The province's Utility and Review Board said the privately owned utility has agreed to virtually all of its 32 suggestions for improvement, including a recommendation that would see Nova Scotia Power send text messages to customers experiencing outages.
"Texting is a very popular communications channel, one that has been leveraged by utilities in the U.S. to gather outage reports and communicate (during) ... large storms and outages," the report says, quoting a consultant that conducted research for the board.
As well, the board said Nova Scotia Power will overhaul its automated telephone line to provide individualized outage restoration times to callers.
The board is also calling for a revamped interactive online outage map that won't crash when a major storm moves in and Internet traffic goes up.
"The issue of greatest concern to the board is the failure of (Nova Scotia Power's) communication systems to provide accurate information and, indeed, be accessible to customers during the storm and the restoration efforts," the board said.

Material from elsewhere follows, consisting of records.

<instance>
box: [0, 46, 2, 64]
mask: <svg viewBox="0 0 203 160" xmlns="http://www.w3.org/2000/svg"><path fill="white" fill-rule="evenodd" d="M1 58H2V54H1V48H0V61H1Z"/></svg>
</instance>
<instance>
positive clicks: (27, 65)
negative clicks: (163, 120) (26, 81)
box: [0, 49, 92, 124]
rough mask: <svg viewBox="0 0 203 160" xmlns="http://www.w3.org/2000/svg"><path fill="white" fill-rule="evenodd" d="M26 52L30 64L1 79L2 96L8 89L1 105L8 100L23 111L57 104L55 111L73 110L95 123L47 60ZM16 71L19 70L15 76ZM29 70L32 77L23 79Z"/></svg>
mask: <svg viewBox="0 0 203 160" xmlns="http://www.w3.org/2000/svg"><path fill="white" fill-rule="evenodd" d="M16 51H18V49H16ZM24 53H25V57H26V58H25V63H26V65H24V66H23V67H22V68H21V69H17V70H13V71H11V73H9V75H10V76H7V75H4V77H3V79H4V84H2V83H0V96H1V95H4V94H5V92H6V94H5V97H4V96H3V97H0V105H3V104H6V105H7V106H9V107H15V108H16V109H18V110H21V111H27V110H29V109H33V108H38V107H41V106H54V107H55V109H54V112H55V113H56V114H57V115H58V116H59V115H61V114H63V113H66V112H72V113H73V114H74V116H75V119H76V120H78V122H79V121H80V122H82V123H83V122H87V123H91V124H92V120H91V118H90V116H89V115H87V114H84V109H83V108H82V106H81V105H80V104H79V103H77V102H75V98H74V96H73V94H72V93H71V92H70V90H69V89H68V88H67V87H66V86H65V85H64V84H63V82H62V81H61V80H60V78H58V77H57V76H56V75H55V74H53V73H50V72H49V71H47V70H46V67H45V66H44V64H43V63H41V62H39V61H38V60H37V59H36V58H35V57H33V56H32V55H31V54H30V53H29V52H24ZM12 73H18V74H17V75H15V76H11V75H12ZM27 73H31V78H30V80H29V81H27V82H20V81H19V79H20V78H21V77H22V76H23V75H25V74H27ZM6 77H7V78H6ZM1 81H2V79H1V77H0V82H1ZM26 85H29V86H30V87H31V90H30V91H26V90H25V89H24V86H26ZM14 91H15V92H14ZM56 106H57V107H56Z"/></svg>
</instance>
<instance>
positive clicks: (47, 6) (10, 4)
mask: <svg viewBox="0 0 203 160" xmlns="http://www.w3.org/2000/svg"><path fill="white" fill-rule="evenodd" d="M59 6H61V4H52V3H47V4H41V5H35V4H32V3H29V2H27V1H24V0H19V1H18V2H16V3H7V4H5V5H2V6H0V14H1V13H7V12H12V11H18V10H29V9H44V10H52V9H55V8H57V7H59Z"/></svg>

"Similar issues arose following the storms of 2004 and a great deal of effort and money was spent upgrading these systems, yet, similar problems occurred with Arthur."
The board said Nova Scotia Power has to stop its practice of reporting that power has been restored when fewer than 100 customers remain offline in a given area.
"Clearly, this inability of the system to recognize and predict restoration time in pockets of outages for 100 customers or less is a critical deficiency in the system," the report said.
Nova Scotia Power has been told to provide an update on its progress on Oct. 31, following by a work plan for long-term action by Nov. 15.
The report also says the utility must activate its emergency operations centre at least 12 hours before a major storm hits — something that wasn't done the day before Arthur arrived — and keep it open until all power is restored.
Post-tropical storm Arthur hit the province on July 5, leaving a total of 245,000 customers without power at some point, some of them for as long as eight days.
Nova Scotia Power said it was the most severe storm the province had faced since hurricane Juan ripped through the Halifax area in September 2003, causing widespread damage.
The utility faced intense criticism after its outage website crashed, its customer service phone lines were jammed and customers were repeatedly given erroneous information about when power would be restored.
The board also found there was confusion among some of the crews working to restore power.
"(Nova Scotia Power) noted that during restoration there were instances where tree crews were dispatched to clear trees that already had been cleared by Department of Transportation and Infrastructure Renewal," the report said.
Last month, Nova Scotia Power said it will get more detailed weather forecasting services and improve its website. And the company has conceded its damage prediction model needs a reboot because it failed to foresee the amount of damage the storm could cause.
The board concluded its review by saying it wants to take a closer look at the utility's vegetation management, given the fact that most outages caused after July 5 were the result of trees pulling down power lines.
The board said it needs to find out more about the jurisdiction of municipalities and the rights of the utility and private property owners before it decides whether a separate public hearing is needed.